第5話 王国の異変と新たな任務

ユスフが魔法を使った初めての戦いに勝利してから数日が経った。彼は王宮の中で、さらに魔法と射撃の技術を磨いていたが、その間もリーナ王女やグレゴリー騎士団長と共に王国の安全を守るための対策を練っていた。だが、ある日、王国全体に異変が起こり始める。


早朝、王宮の周囲が異様な静けさに包まれていた。ユスフはその違和感に気づき、いつものように庭園で訓練を始める前に、辺りを見渡していた。すると、遠くの森の方から黒い煙が立ち上るのが見えた。


「また何かが起こっているのか…?」ユスフは眉をひそめ、急いでリーナ王女のもとへ向かった。


王宮の作戦室には、すでにリーナ王女とグレゴリー騎士団長が集まっていた。地図が広げられ、その上にはいくつかの印がつけられていた。ユスフが部屋に入ると、二人は彼に向かって深刻な表情を向けた。

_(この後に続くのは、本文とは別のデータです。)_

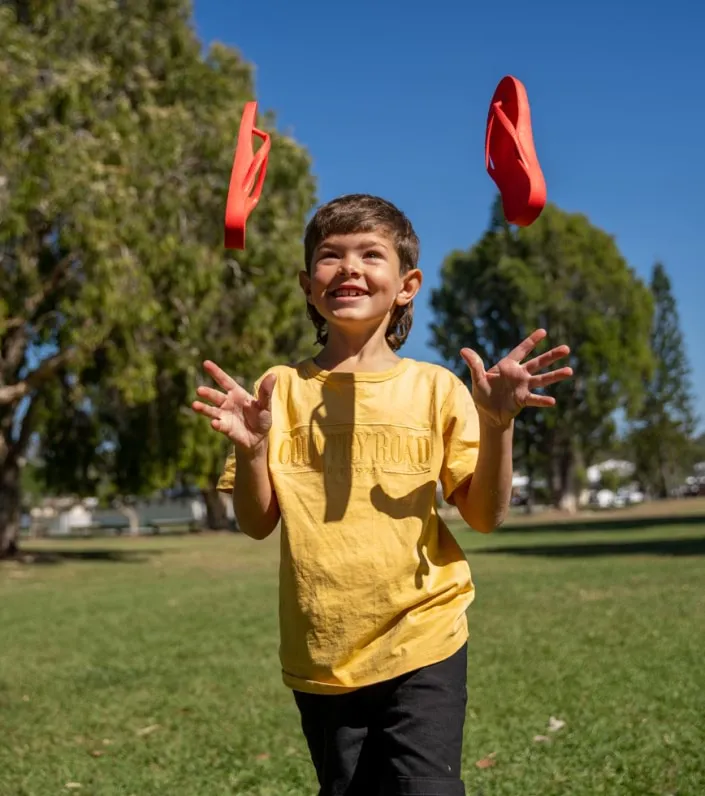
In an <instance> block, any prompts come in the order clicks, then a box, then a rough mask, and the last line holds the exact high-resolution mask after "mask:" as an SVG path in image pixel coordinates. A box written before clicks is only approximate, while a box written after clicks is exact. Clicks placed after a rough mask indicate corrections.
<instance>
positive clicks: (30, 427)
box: [7, 397, 39, 461]
mask: <svg viewBox="0 0 705 796" xmlns="http://www.w3.org/2000/svg"><path fill="white" fill-rule="evenodd" d="M38 404H39V401H38V399H37V398H36V397H35V398H34V399H33V400H32V402H31V403H30V405H29V406H28V407H27V411H26V412H25V415H24V417H23V418H22V425H21V426H20V433H19V435H18V437H17V439H16V440H15V441H14V442H13V443H12V445H11V446H10V450H9V451H8V454H7V459H8V460H13V461H17V459H19V457H20V456H22V454H23V453H24V451H25V448H26V447H27V443H28V442H29V437H30V435H31V433H32V428H33V426H34V418H35V416H36V414H37V407H38Z"/></svg>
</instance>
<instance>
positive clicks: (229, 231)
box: [225, 102, 271, 249]
mask: <svg viewBox="0 0 705 796" xmlns="http://www.w3.org/2000/svg"><path fill="white" fill-rule="evenodd" d="M256 116H257V103H256V102H248V103H247V104H246V105H245V109H244V110H243V112H242V120H241V122H240V130H239V132H238V137H237V146H236V148H235V157H234V159H233V168H232V171H231V173H230V185H229V187H228V199H227V202H226V205H225V248H226V249H244V248H245V233H246V226H247V218H248V216H249V215H250V213H251V212H252V211H253V210H254V209H255V207H256V206H257V203H258V202H259V199H260V196H261V194H262V185H263V184H264V178H265V176H266V173H267V159H268V157H269V150H270V146H271V142H270V138H269V134H268V133H264V132H262V131H261V130H258V129H257V128H256V127H255V118H256ZM253 136H257V137H259V138H261V139H262V145H261V146H260V148H259V149H258V150H257V152H256V153H255V152H254V149H253V146H252V140H253Z"/></svg>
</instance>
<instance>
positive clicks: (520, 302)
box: [431, 199, 652, 510]
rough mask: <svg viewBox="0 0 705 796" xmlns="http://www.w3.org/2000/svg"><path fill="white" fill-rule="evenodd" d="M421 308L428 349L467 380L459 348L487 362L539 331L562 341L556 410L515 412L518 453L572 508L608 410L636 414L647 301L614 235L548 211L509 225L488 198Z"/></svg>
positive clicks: (611, 430) (611, 422) (649, 308)
mask: <svg viewBox="0 0 705 796" xmlns="http://www.w3.org/2000/svg"><path fill="white" fill-rule="evenodd" d="M431 303H432V307H433V310H434V313H435V318H434V323H433V325H432V334H433V341H434V345H435V346H436V348H437V349H438V350H439V351H440V353H441V354H442V355H443V357H444V358H445V359H446V360H447V361H448V362H449V363H451V365H452V367H453V368H454V369H455V371H456V372H457V374H458V375H459V376H460V377H461V378H463V379H464V380H465V381H466V382H467V383H468V384H469V383H470V380H469V374H468V372H467V368H466V367H465V365H464V363H463V361H462V359H461V358H460V356H459V354H458V352H459V350H460V349H461V348H462V347H463V346H469V347H471V348H474V349H475V350H476V351H477V352H478V353H479V354H480V356H481V357H482V358H483V360H485V361H486V362H487V363H488V364H491V363H493V362H494V361H497V360H498V359H499V358H500V357H501V356H502V355H503V354H504V353H506V351H507V350H508V349H509V348H510V347H513V346H514V345H515V344H516V343H517V342H518V341H519V340H521V339H523V337H525V336H526V335H527V334H528V333H530V332H531V331H532V330H533V329H534V328H537V327H543V328H545V329H546V330H547V331H548V333H549V338H550V342H551V344H554V345H555V344H558V343H567V344H568V345H570V346H571V349H572V354H571V360H572V361H571V363H570V364H571V365H572V366H573V367H574V370H575V374H576V375H575V377H574V378H573V379H572V380H570V381H568V382H566V383H564V384H560V385H557V386H556V387H555V388H551V389H552V394H554V395H556V398H557V406H556V407H555V408H552V409H550V410H546V411H535V410H526V411H525V412H522V413H521V414H520V415H519V417H518V418H517V424H516V450H517V457H518V458H519V459H520V460H521V461H523V462H524V463H526V464H529V465H530V466H531V467H533V469H534V470H536V473H535V474H536V475H539V474H543V475H544V476H545V477H546V478H547V479H548V481H549V483H550V484H551V485H552V491H553V499H554V502H555V503H556V505H558V506H561V507H563V508H566V509H571V510H572V509H574V508H575V505H576V497H577V494H576V493H577V490H578V483H577V480H578V479H577V478H576V473H577V472H578V471H579V469H580V468H581V467H582V466H583V465H584V463H585V462H587V463H589V461H590V460H591V457H592V456H593V454H594V453H595V452H596V451H598V450H600V449H602V448H604V446H605V445H606V444H607V443H608V442H609V440H610V439H611V437H612V435H613V433H614V421H613V415H614V412H615V410H617V409H618V408H620V407H622V408H624V409H625V411H626V412H627V413H629V414H630V415H631V414H633V413H634V412H635V411H636V410H638V408H639V405H640V400H641V397H642V392H643V383H644V379H645V378H646V377H647V376H648V375H649V373H650V368H651V354H650V349H649V341H648V333H649V324H650V319H651V312H652V304H651V299H650V294H649V291H648V289H647V288H646V287H645V286H644V285H643V284H642V283H641V282H640V280H639V279H638V278H637V277H636V276H635V274H634V272H633V271H632V269H631V268H629V266H628V265H627V263H626V262H625V261H624V259H623V257H622V256H621V254H620V253H619V250H618V249H617V247H616V245H615V243H614V240H613V239H612V238H611V237H610V236H609V235H608V234H607V233H605V232H603V231H602V230H600V229H597V228H596V227H594V226H592V225H591V224H590V223H589V222H588V220H587V219H586V218H585V217H584V216H582V215H579V214H569V213H565V212H562V211H561V210H559V209H558V208H556V207H555V206H553V205H548V206H547V207H546V209H545V210H544V212H543V213H542V215H541V216H540V217H539V219H538V220H537V221H536V222H535V223H534V224H532V225H531V226H530V227H526V228H521V229H514V228H512V227H510V226H509V225H508V224H507V223H506V221H504V219H503V217H502V214H501V205H500V203H499V199H497V201H496V202H495V205H494V208H493V212H492V219H491V222H490V225H489V228H488V230H487V231H486V232H485V234H484V235H483V236H482V238H481V239H480V240H479V241H478V242H477V243H476V244H475V245H474V246H473V247H472V248H470V249H469V250H468V251H464V252H463V251H456V252H452V253H451V254H449V255H448V256H447V257H446V259H445V261H444V263H443V266H442V271H441V285H440V287H438V288H437V289H436V290H434V292H433V295H432V299H431ZM539 471H542V473H540V472H539Z"/></svg>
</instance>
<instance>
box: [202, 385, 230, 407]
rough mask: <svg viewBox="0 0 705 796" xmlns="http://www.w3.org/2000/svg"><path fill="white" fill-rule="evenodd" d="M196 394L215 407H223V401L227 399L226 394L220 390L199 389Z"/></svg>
mask: <svg viewBox="0 0 705 796" xmlns="http://www.w3.org/2000/svg"><path fill="white" fill-rule="evenodd" d="M196 394H197V395H198V396H199V397H201V398H205V399H206V400H207V401H210V402H211V403H212V404H215V406H222V405H223V401H224V400H225V399H226V397H227V396H226V395H225V393H222V392H220V390H214V389H212V388H211V387H199V388H198V389H197V390H196Z"/></svg>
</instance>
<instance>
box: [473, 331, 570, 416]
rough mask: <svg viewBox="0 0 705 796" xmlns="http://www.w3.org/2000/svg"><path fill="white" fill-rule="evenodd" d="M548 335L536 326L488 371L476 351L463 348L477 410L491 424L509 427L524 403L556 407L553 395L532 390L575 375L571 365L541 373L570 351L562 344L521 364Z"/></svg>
mask: <svg viewBox="0 0 705 796" xmlns="http://www.w3.org/2000/svg"><path fill="white" fill-rule="evenodd" d="M545 337H546V332H545V330H543V329H537V330H536V331H535V332H533V333H532V334H531V335H529V337H527V338H526V339H525V340H524V341H523V342H521V343H520V344H519V345H518V346H517V347H516V348H514V349H513V350H512V351H510V352H509V354H507V356H505V357H503V358H502V359H501V360H500V361H499V362H498V363H497V364H496V365H494V366H493V367H491V368H490V369H489V370H485V367H484V365H483V363H482V360H481V359H480V357H479V356H478V354H477V353H475V351H473V350H472V349H470V348H464V349H463V350H462V351H461V352H460V354H461V356H462V357H463V359H464V360H465V362H466V363H467V365H468V367H469V368H470V374H471V376H472V396H473V400H474V401H475V405H476V406H477V410H478V412H479V413H480V414H481V416H483V417H484V418H485V419H486V420H488V421H489V422H490V423H492V425H495V426H498V427H501V428H506V427H508V426H509V424H510V423H511V421H512V420H513V419H514V418H515V417H516V416H517V415H518V414H519V412H520V411H521V410H522V409H523V408H524V407H525V406H539V407H547V406H554V405H555V403H556V399H555V398H553V397H552V396H550V395H537V394H536V393H534V392H533V390H535V389H538V388H542V387H548V386H549V385H550V384H556V383H557V382H559V381H564V380H565V379H567V378H569V377H570V376H572V375H573V371H572V369H571V368H569V367H564V368H559V369H558V370H552V371H548V372H544V373H542V372H541V371H545V369H546V368H547V367H549V366H550V365H552V364H553V363H554V362H557V361H558V360H559V359H563V358H564V357H566V356H567V355H568V354H569V353H570V349H569V348H568V346H567V345H561V346H558V347H556V348H552V349H551V350H550V351H546V353H544V354H540V355H539V356H537V357H534V358H533V359H530V360H528V361H527V362H524V363H523V364H522V360H523V359H524V358H525V357H526V356H527V355H528V354H530V353H531V352H532V351H533V350H534V348H536V345H537V344H538V343H539V342H541V340H543V339H544V338H545Z"/></svg>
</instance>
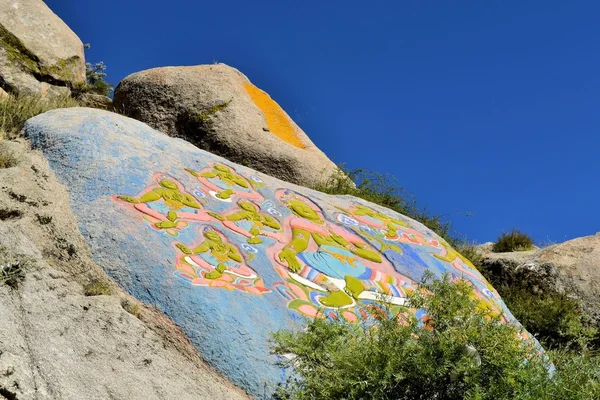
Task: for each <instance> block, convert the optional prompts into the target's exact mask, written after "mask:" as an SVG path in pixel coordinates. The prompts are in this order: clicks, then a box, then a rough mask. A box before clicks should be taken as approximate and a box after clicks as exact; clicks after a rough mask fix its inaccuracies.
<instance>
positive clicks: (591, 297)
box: [482, 233, 600, 322]
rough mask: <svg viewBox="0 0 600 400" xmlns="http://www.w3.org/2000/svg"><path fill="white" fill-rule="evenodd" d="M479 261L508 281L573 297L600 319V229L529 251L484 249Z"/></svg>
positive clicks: (593, 314) (492, 272)
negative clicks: (481, 255) (502, 252)
mask: <svg viewBox="0 0 600 400" xmlns="http://www.w3.org/2000/svg"><path fill="white" fill-rule="evenodd" d="M482 264H483V266H484V267H486V268H487V269H489V270H490V271H491V272H492V273H493V274H495V275H497V276H499V279H500V280H501V281H503V282H506V283H507V284H512V283H515V284H521V285H523V284H524V285H526V286H528V287H529V288H530V289H531V290H532V292H534V293H539V292H554V293H561V294H567V295H569V296H571V297H573V298H576V299H578V300H579V301H580V302H581V304H582V306H583V310H584V311H585V312H586V313H587V314H588V315H589V316H591V317H592V318H594V319H595V320H597V321H598V322H600V233H597V234H596V235H594V236H586V237H581V238H577V239H573V240H569V241H567V242H564V243H561V244H556V245H552V246H548V247H545V248H541V249H537V250H531V251H522V252H513V253H492V252H485V256H484V258H483V262H482Z"/></svg>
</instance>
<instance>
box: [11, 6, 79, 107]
mask: <svg viewBox="0 0 600 400" xmlns="http://www.w3.org/2000/svg"><path fill="white" fill-rule="evenodd" d="M84 82H85V58H84V54H83V44H82V43H81V40H79V38H78V37H77V35H76V34H75V33H73V31H72V30H71V29H69V27H68V26H67V25H66V24H65V23H64V22H63V21H62V20H61V19H60V18H59V17H58V16H56V14H54V13H53V12H52V10H50V8H48V7H47V6H46V4H44V2H43V1H41V0H3V1H1V2H0V87H1V88H2V89H4V90H5V91H7V92H9V93H13V94H27V95H38V96H42V97H48V96H55V95H67V94H70V90H69V88H70V87H73V86H81V85H83V84H84Z"/></svg>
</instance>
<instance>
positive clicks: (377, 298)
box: [276, 189, 412, 308]
mask: <svg viewBox="0 0 600 400" xmlns="http://www.w3.org/2000/svg"><path fill="white" fill-rule="evenodd" d="M277 197H278V198H279V200H280V201H281V202H282V203H283V204H284V205H286V206H287V207H288V208H289V209H290V210H291V211H292V214H293V215H292V216H290V217H288V219H286V226H289V227H290V228H291V231H292V237H291V239H290V240H289V242H288V243H287V244H286V245H285V246H283V248H281V250H279V252H278V253H277V255H276V260H277V261H278V262H280V263H282V264H283V265H285V266H286V267H287V269H288V270H289V275H290V276H291V277H292V278H293V279H294V280H296V281H297V282H299V283H301V284H303V285H305V286H308V287H311V288H313V289H315V290H320V291H323V292H327V293H328V294H327V295H326V296H323V297H320V298H319V302H320V303H321V304H322V305H324V306H326V307H334V308H339V307H349V306H353V305H355V304H356V301H358V300H360V299H368V300H385V301H386V302H389V303H392V304H404V299H405V297H406V294H405V291H404V289H405V288H406V287H411V286H412V282H411V281H410V280H409V279H406V278H404V277H402V276H400V275H399V274H397V273H395V272H394V269H393V267H392V265H391V264H390V263H389V262H388V261H387V260H386V259H383V258H382V257H381V254H380V253H379V252H378V251H376V250H375V249H374V248H372V247H371V246H370V245H369V244H368V243H366V242H365V241H364V240H363V239H362V238H360V237H359V236H358V235H356V234H353V233H351V232H350V231H348V230H346V229H343V228H341V227H339V226H337V225H334V224H330V223H328V222H326V221H325V218H324V217H323V215H322V212H321V211H320V209H319V207H318V206H316V205H315V204H314V203H312V202H311V201H310V200H309V199H307V198H305V197H303V196H301V195H299V194H297V193H295V192H292V191H290V190H283V189H282V190H280V191H278V193H277ZM403 288H404V289H403Z"/></svg>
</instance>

「ユスフ、よく来てくれました。」リーナが言った。「王国の各地で異変が起こっています。突然、村や町で原因不明の火災や、闇の生物が現れる事件が多発しています。」


「まさか…ダリウスの仕業か?」ユスフは問うた。


「その可能性が高い。」グレゴリーが答えた。「私たちの調査では、これらの現象がすべて同時に起こり始めたのは、ダリウスが動き出した証拠と見て間違いない。」


「それに、王国の北部にある古代の遺跡からも、強力な魔力の反応が確認されています。」リーナが地図の一点を指さした。「その遺跡は、かつて強大な魔法使いが封印された場所であり、もしダリウスがそこを解放しようとしているならば、王国全体が危機に瀕するでしょう。」


ユスフは地図を見つめ、深く考え込んだ。「つまり、ダリウスは古代の魔法使いの力を手に入れようとしている、ということか。」


「その通りです。」リーナは重々しく頷いた。「もし彼がその力を手に入れれば、我々は手も足も出なくなるかもしれません。」


「ならば、私が行く。」ユスフは即座に決断した。「遺跡に向かい、ダリウスが力を手に入れる前に阻止しなければならない。」


グレゴリーは少し驚いたように目を見開いたが、すぐにその目に決意の色を浮かべた。「君が行くというなら、私も同行しよう。これは我々全員に関わる問題だ。」


「ありがとうございます、グレゴリー。」リーナは感謝の意を示し、続けてユスフに言った。「ユスフ、これは非常に危険な任務になります。だが、あなたならば…」


ユスフは彼女の言葉を遮るように微笑んだ。「大丈夫だ、リーナ。私にはこの世界を守る責任がある。君たちを信じてくれたことに感謝している。それに、まだやり残したことがあるんだ。」


リーナは微笑みを返し、その表情には少しの不安と大きな期待が入り混じっていた。「どうか、無事に戻ってきてください。あなたにこの国の未来がかかっています。」


ユスフは頷き、拳銃を確かめながらグレゴリーと共に部屋を後にした。彼の心は決して揺るがず、次の任務に向けてすでに準備が整っていた。彼は古代の遺跡へと向かい、ダリウスの計画を阻止するための新たな戦いに挑むことを決意した。